Na sequência, os policiais se dirigiram até o 13° DP (Casa Verde) e elaboraram um boletim de ocorrência, como se tivessem encontrado a vítima caída em via pública, no cruzamento da rua Voluntários da Pátria com a avenida Braz Leme. Segundo a versão dos PMs na delegacia, Santos estava com as calças abaixadas e sem camisa, com vários ferimentos pelo corpo, mas ainda com vida.
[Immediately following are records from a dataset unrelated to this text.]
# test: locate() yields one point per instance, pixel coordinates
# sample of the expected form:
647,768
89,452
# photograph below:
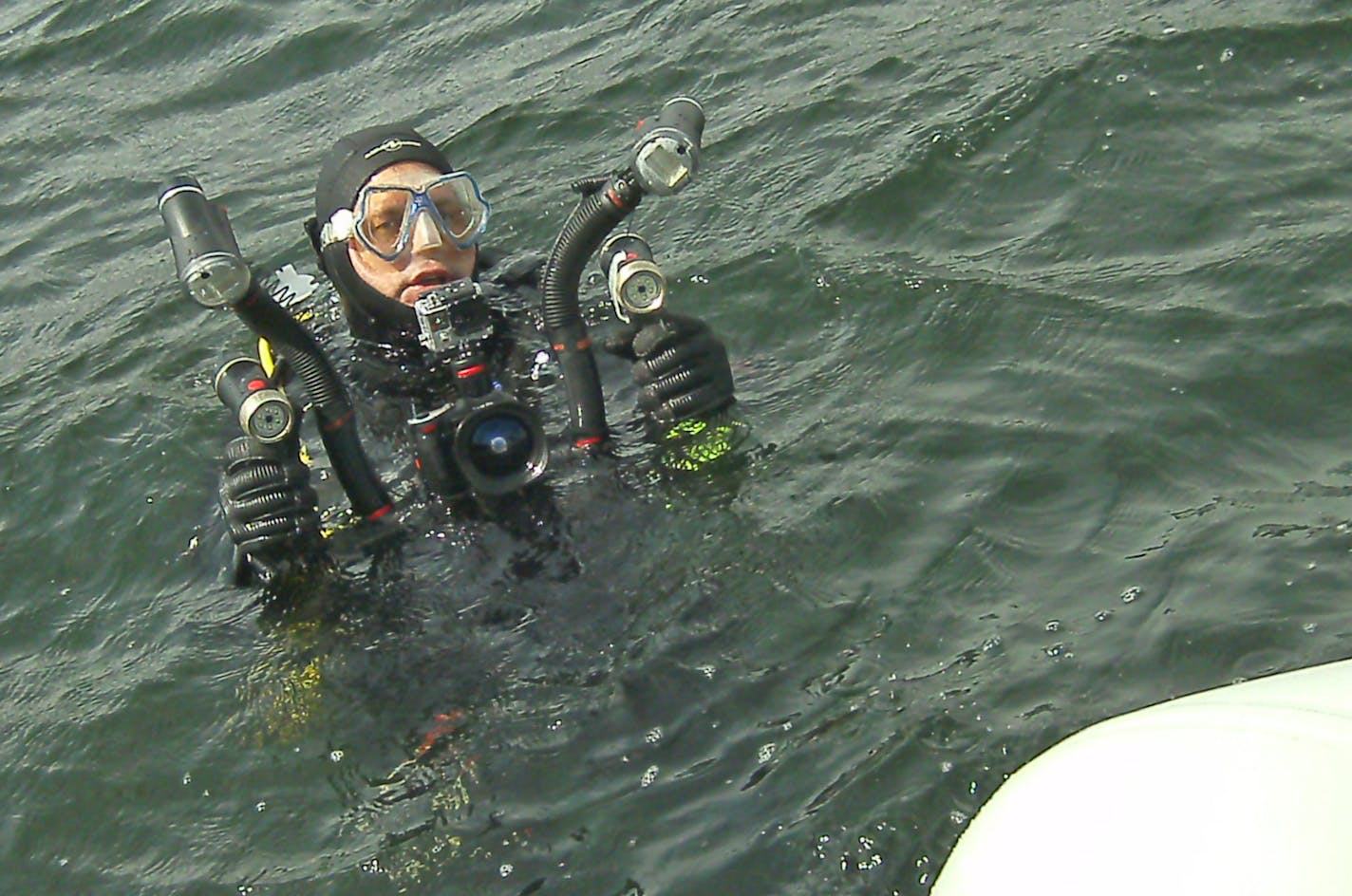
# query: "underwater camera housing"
485,440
O exame necroscópico realizado no corpo do motoboy apontou uma série de lesões. Apontou-se "politraumatismos, produzidos por agente contundente, asfixia mecânica e várias manifestações traumáticas em diferentes partes do corpo". Também foi notado inúmeros hematomas e escoriações, típicos de tortura, diz trecho do processo.
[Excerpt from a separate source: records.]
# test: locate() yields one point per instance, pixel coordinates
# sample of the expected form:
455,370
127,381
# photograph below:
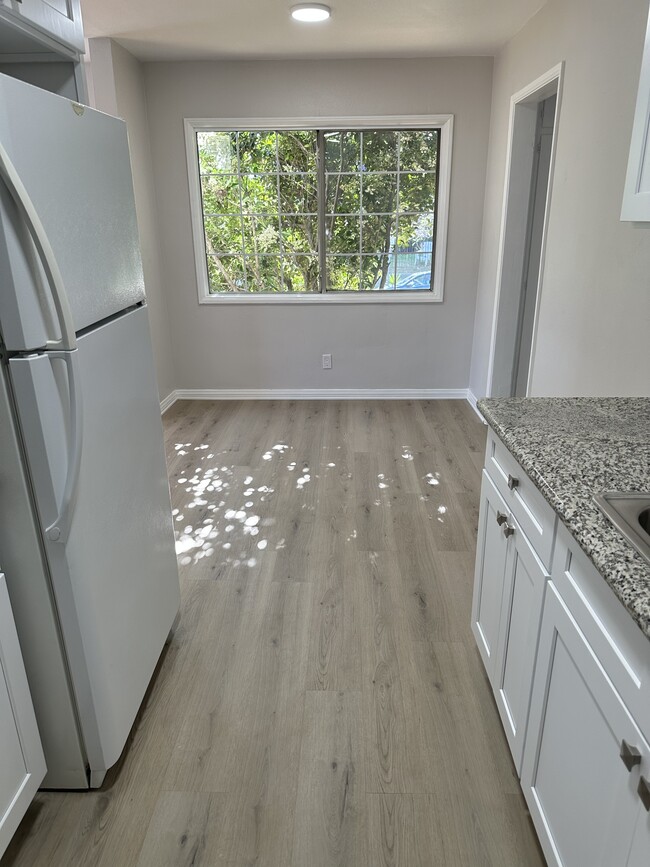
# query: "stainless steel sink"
630,513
Os outros homens detidos junto a Santos foram liberados sem que fosse registrado qualquer tipo de boletim de ocorrência.

Sentença

Passados 11 anos, o Tribunal de Justiça decidiu pela condenação do ex-sargento Wagner Aparecido Rosa e do ex-cabo Antonio Sidnei Rapelli Junior a 12 anos em regime fechado pelo cirme de tortura com resultado morte, e mais dois anos e dois meses em regime semiaberto por fraude processual.

Também foram condenados a 12 anos de prisão pela tortura com resultado morte os ex-soldados Alexandre Seidel, Raphael Souza Cardoso e Nelson Rubens Soares.
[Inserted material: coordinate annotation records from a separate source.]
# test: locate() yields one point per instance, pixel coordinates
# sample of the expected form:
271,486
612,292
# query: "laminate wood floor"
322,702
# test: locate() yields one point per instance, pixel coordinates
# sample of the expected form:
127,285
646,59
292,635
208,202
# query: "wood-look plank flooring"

Já os ex-soldados Jair Honorato da Silva Junior e Fernando Martins Lobato foram sentenciados a dois anos e quatro meses de prisão em regime semiaberto. Enquanto os ex-soldados Rodrigo Monteiro e Ismael Pereira de Jezus foram condenados a dois anos e dois meses de detenção. Os quatro não teriam participado das agressões, por isso as penas menores.

Pela gravidade do caso, o juiz Fabrízio Sena Fuzari ainda decidiu pela perda do cargo público dos policiais Wagner Aparecido Rosa, Antonio Sidnei Rapelli Junior, Alexandre Seidel, Raphael Souza Cardoso e Nelson Rubens Soares. Outros três policiais militares foram absolvidos.

Outro lado

A reportagem procurou o escritório de advocacia Lacava, Maiolino e Vendramini, que consta no processo como defensor de oito dos PMs, mas os advogados não irão se pronunciar. O Agora não conseguiu localizar a defesa do soldado Lobato.